Apart from showing just how distant and disengaged from his children E has become, the other thing that his claim to have no money prompted was astonishment at how on earth he has got himself into such a financial mess? In December 2016 he told me he owed £30,000 on credit cards and £30,000 in loans. As a result of the two cash-in-lieu-of-shares payments he received in Dec 2016 and Dec 2017 he was given the money he needed to pay these off. Even though he had a pay cut a couple of years ago, he’s still on the kind of salary most people could only dream of. So how on earth is he now so in debt that he can’t afford *anything*? How did it happen? Where did it go? What did he spend it on? It’s absolutely insane. I know he’s got a new wife to show off to (and I’m guessing there’s been lots of showing off), I know a Florida wedding and a flat in Canary Wharf don’t come cheap, but he’s only been gone two years. How on earth has he almost bankrupted himself in that time?
I don’t know, maybe he hasn’t? Maybe he’s not broke? As someone pointed out to me the other day – E hasn’t exactly got a good track record in the Truth Telling department – maybe he’s lying about his financial situation too? Although, having known him for so long, I sort of doubt it. I suspect E being overwhelmed by debt has been inevitable since he got his first overdraft. Mind you, I’m willing to bet that he and P aren’t fretting over the cost of a loaf of bread or realising that fresh fruit is a bit of a luxury. They’re not concerned about making the weekly shop stretch to include a packed lunch for Youngest Son and sanitary towels for Youngest Daughter. I’m guessing that E’s definition of ‘nothing’ is slightly looser than mine.
All I know is that his email, and his subsequent cancelling of his planned trip to see the boys, has really hurt Youngest Son. The day after I got the email, he sent me a copy of the text his Dad sent him:
“Sorry about this but as your mum might have told you by now I have a big financial problem and I am going to have to spend some time trying to solve it meaning I am not going to be able to come this weekend at all.
And I don’t know how long it is going to continue…”
Youngest Son turned 13 at the beginning of June, and so, far hasn’t had so much as a card from his Dad. This is the child that hero-worshiped E. It’s horrible watching him get hurt and grow more disillusioned with him.
However, whilst his reply brought home to me how little E cares about us.
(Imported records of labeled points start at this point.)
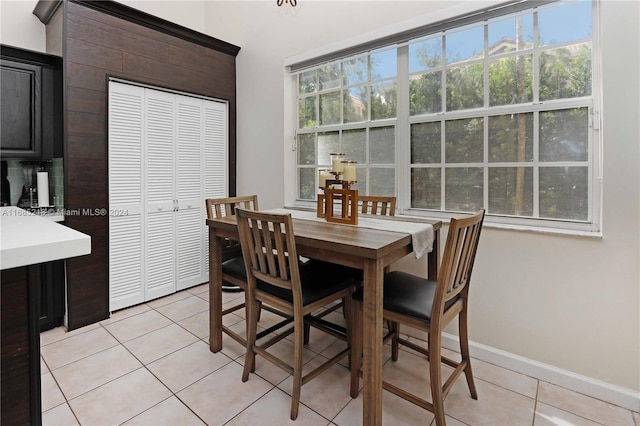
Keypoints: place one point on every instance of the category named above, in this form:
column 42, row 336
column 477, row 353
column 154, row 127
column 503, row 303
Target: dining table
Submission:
column 357, row 246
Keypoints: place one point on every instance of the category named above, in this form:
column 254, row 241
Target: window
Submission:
column 495, row 114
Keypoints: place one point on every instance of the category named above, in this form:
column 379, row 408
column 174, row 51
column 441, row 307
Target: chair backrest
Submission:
column 371, row 204
column 457, row 259
column 221, row 207
column 269, row 249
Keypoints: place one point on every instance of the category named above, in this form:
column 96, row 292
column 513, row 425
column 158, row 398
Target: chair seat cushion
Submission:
column 407, row 294
column 235, row 268
column 317, row 281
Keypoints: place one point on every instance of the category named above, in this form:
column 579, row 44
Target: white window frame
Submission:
column 591, row 228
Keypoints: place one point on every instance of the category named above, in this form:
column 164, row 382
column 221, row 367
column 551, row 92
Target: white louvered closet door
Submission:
column 216, row 141
column 126, row 136
column 160, row 192
column 167, row 153
column 190, row 177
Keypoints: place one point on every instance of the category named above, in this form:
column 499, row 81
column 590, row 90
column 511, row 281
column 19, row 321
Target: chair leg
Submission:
column 347, row 307
column 463, row 333
column 307, row 333
column 435, row 377
column 252, row 325
column 395, row 327
column 298, row 337
column 355, row 356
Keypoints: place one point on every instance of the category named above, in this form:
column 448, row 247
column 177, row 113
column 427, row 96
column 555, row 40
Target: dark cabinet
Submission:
column 30, row 104
column 21, row 109
column 20, row 361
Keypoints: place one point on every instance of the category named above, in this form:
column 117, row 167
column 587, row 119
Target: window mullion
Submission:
column 403, row 132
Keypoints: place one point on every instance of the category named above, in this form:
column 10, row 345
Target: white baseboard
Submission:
column 617, row 395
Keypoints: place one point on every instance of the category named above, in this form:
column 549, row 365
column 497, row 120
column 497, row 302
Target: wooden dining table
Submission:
column 370, row 250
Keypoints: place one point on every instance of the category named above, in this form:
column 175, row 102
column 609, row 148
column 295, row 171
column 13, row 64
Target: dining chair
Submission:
column 234, row 275
column 278, row 278
column 428, row 306
column 377, row 205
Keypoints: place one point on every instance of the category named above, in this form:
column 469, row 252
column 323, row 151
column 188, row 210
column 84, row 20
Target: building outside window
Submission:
column 500, row 114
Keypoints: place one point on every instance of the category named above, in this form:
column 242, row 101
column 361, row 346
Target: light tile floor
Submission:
column 151, row 365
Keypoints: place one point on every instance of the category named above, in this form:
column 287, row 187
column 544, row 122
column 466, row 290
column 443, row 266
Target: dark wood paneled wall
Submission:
column 100, row 41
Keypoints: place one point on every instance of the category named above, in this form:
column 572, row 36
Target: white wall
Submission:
column 20, row 27
column 570, row 302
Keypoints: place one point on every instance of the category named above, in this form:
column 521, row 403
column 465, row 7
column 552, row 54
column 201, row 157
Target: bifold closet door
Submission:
column 190, row 205
column 126, row 195
column 167, row 153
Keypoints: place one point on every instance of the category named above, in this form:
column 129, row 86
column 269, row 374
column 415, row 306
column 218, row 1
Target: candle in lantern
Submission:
column 349, row 168
column 325, row 175
column 336, row 162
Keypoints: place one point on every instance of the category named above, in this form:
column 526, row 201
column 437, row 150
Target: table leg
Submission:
column 372, row 343
column 215, row 292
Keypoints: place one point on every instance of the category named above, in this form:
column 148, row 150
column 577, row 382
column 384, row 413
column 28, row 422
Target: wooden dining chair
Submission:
column 234, row 275
column 428, row 306
column 278, row 278
column 377, row 205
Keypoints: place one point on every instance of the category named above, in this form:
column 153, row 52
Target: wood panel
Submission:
column 132, row 46
column 20, row 362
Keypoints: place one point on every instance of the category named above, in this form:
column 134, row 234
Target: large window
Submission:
column 497, row 114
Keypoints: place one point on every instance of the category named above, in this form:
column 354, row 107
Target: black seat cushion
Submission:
column 332, row 268
column 235, row 268
column 317, row 281
column 407, row 294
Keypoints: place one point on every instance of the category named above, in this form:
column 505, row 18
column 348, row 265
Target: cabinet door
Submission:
column 20, row 109
column 160, row 194
column 126, row 232
column 190, row 214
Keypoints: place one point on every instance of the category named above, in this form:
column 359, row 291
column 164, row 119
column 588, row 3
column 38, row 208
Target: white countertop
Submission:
column 27, row 239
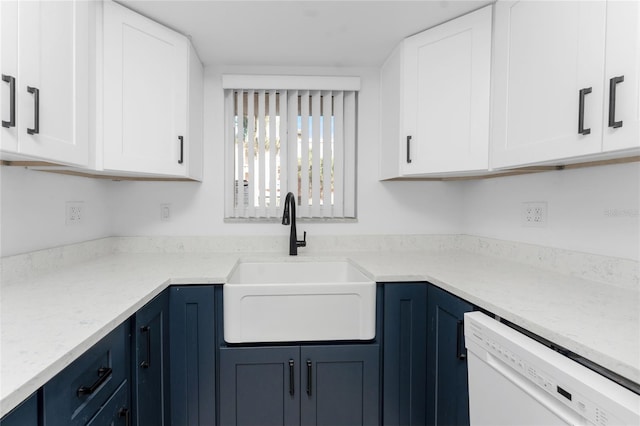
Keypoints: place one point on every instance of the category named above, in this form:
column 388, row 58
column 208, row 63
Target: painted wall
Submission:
column 33, row 208
column 593, row 210
column 198, row 209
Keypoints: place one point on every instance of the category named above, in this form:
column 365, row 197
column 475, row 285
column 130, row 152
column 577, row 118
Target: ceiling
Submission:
column 329, row 33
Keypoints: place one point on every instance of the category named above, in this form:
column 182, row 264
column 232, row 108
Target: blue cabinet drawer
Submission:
column 25, row 414
column 75, row 395
column 116, row 410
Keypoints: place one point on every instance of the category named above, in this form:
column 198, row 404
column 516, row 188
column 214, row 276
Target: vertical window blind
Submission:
column 290, row 140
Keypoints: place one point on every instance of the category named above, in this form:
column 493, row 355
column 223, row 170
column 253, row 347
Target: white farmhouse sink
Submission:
column 298, row 300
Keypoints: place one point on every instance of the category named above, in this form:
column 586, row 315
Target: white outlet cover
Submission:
column 165, row 212
column 74, row 212
column 534, row 214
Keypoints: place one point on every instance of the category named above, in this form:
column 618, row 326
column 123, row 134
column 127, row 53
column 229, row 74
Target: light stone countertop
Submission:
column 49, row 319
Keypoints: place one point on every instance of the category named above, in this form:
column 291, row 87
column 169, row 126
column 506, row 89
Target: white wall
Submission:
column 594, row 210
column 33, row 207
column 197, row 208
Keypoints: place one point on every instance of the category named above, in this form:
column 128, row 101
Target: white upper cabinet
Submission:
column 550, row 91
column 148, row 99
column 45, row 73
column 622, row 76
column 435, row 100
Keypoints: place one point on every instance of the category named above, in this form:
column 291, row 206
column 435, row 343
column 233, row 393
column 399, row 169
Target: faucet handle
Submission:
column 302, row 243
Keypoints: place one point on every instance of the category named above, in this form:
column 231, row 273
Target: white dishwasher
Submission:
column 515, row 380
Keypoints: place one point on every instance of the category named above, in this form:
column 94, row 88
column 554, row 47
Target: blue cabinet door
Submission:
column 115, row 412
column 340, row 385
column 193, row 358
column 25, row 414
column 260, row 386
column 447, row 394
column 405, row 354
column 151, row 362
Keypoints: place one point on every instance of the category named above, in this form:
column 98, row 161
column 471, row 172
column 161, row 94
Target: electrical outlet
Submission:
column 74, row 213
column 534, row 214
column 165, row 212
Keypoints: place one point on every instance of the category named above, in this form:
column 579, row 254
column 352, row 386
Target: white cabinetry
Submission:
column 435, row 100
column 622, row 117
column 45, row 63
column 551, row 91
column 152, row 98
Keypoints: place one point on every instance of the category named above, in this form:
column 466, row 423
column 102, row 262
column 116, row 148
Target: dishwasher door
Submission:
column 515, row 380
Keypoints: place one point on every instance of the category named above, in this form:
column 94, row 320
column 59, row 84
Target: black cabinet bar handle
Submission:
column 124, row 412
column 12, row 101
column 613, row 83
column 147, row 362
column 460, row 352
column 103, row 374
column 309, row 376
column 181, row 139
column 581, row 129
column 36, row 110
column 292, row 389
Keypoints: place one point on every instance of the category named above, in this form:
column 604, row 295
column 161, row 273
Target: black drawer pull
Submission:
column 124, row 412
column 103, row 375
column 147, row 362
column 36, row 110
column 292, row 389
column 309, row 377
column 613, row 83
column 460, row 352
column 581, row 129
column 12, row 101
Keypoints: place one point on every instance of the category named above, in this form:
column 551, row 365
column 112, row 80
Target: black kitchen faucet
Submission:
column 289, row 218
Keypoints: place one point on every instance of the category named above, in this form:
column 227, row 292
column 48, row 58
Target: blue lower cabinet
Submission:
column 79, row 392
column 340, row 385
column 151, row 363
column 116, row 411
column 404, row 369
column 291, row 385
column 447, row 385
column 193, row 355
column 260, row 386
column 25, row 414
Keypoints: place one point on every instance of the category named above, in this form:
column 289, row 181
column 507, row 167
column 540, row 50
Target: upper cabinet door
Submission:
column 145, row 94
column 51, row 79
column 9, row 67
column 446, row 96
column 547, row 76
column 622, row 76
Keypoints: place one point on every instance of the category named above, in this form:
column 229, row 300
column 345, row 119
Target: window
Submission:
column 290, row 139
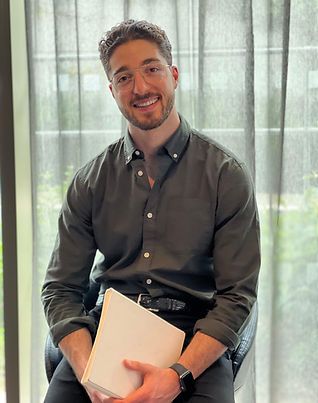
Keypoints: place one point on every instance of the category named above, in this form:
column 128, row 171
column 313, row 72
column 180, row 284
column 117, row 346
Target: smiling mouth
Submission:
column 145, row 103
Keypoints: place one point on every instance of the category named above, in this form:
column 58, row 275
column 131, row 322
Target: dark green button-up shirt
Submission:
column 194, row 235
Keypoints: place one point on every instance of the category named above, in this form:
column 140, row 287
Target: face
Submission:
column 147, row 103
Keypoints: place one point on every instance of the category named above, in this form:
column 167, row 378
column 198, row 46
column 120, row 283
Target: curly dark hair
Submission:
column 130, row 30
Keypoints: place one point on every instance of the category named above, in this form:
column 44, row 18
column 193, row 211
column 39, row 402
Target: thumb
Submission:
column 137, row 366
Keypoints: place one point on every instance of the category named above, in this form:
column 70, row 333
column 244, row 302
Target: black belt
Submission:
column 159, row 304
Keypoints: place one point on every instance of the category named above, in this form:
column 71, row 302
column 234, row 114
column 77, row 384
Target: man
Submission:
column 174, row 215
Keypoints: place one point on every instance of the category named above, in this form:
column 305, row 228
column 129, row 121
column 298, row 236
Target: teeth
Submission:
column 147, row 103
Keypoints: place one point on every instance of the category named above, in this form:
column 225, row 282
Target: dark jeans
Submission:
column 215, row 385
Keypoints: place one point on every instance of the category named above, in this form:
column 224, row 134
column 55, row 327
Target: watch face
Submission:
column 186, row 379
column 187, row 382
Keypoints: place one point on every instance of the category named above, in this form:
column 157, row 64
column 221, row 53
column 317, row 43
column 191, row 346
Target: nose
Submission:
column 140, row 85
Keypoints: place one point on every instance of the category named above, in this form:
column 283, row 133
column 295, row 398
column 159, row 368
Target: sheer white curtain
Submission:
column 249, row 79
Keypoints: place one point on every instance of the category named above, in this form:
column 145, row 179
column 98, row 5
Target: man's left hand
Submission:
column 160, row 385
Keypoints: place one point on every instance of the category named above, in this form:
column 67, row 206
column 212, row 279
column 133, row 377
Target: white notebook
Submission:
column 129, row 331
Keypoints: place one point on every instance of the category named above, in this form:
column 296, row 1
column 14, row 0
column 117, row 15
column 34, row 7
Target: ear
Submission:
column 175, row 74
column 111, row 89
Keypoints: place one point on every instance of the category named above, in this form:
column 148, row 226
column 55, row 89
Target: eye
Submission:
column 152, row 69
column 123, row 78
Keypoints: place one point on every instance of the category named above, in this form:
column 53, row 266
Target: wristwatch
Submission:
column 185, row 378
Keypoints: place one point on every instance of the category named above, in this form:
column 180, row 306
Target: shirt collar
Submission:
column 174, row 146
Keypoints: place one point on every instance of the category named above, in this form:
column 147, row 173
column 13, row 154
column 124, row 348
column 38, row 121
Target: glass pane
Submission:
column 2, row 361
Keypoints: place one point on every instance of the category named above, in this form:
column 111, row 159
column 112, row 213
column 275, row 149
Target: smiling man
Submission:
column 174, row 215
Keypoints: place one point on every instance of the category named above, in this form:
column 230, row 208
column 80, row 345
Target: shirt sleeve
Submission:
column 67, row 277
column 236, row 256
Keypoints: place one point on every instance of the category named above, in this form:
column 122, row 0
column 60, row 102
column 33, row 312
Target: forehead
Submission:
column 133, row 54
It also made me realise afresh that, in the midst of all the financial crisis management stuff that I’m dealing with, it’s sometimes easy to lose sight of the fact that the most important people in all of this are the four kids who are hurt by everything that has happened (ok, Oldest Daughter is 20 now, but she hurts too). Their welfare and well-being is so much more important than my self-righteous anger or E’s colossal ego.
It made me take time to observe my children and see how they are coping with what’s happening and to try and reassure them that, even though we can’t afford anything now, we’ll be ok, that I’ll make sure we’re ok. Cold and heartless as E’s email to me was, it actually led to a moment where I focused sharply on what what’s important. It made me breathe and take stock. If possible, it made me love my children more than ever and made me step aside from spending my evenings staring at my accounts and trying to make financial sense of the future, and instead spend an evening snuggled on the sofa with Youngest Son watching Designated Survivor and The Umbrella Academy. His email might have been designed to hurt and provoke, but actually it’s led to a new perspective and a kind of peace (and lots and lots of hugs from Youngest Son).
If E replying to an email was on my list of unlikely things, it’s led to something even more unlikely – me being almost grateful to E. I honestly never saw that coming.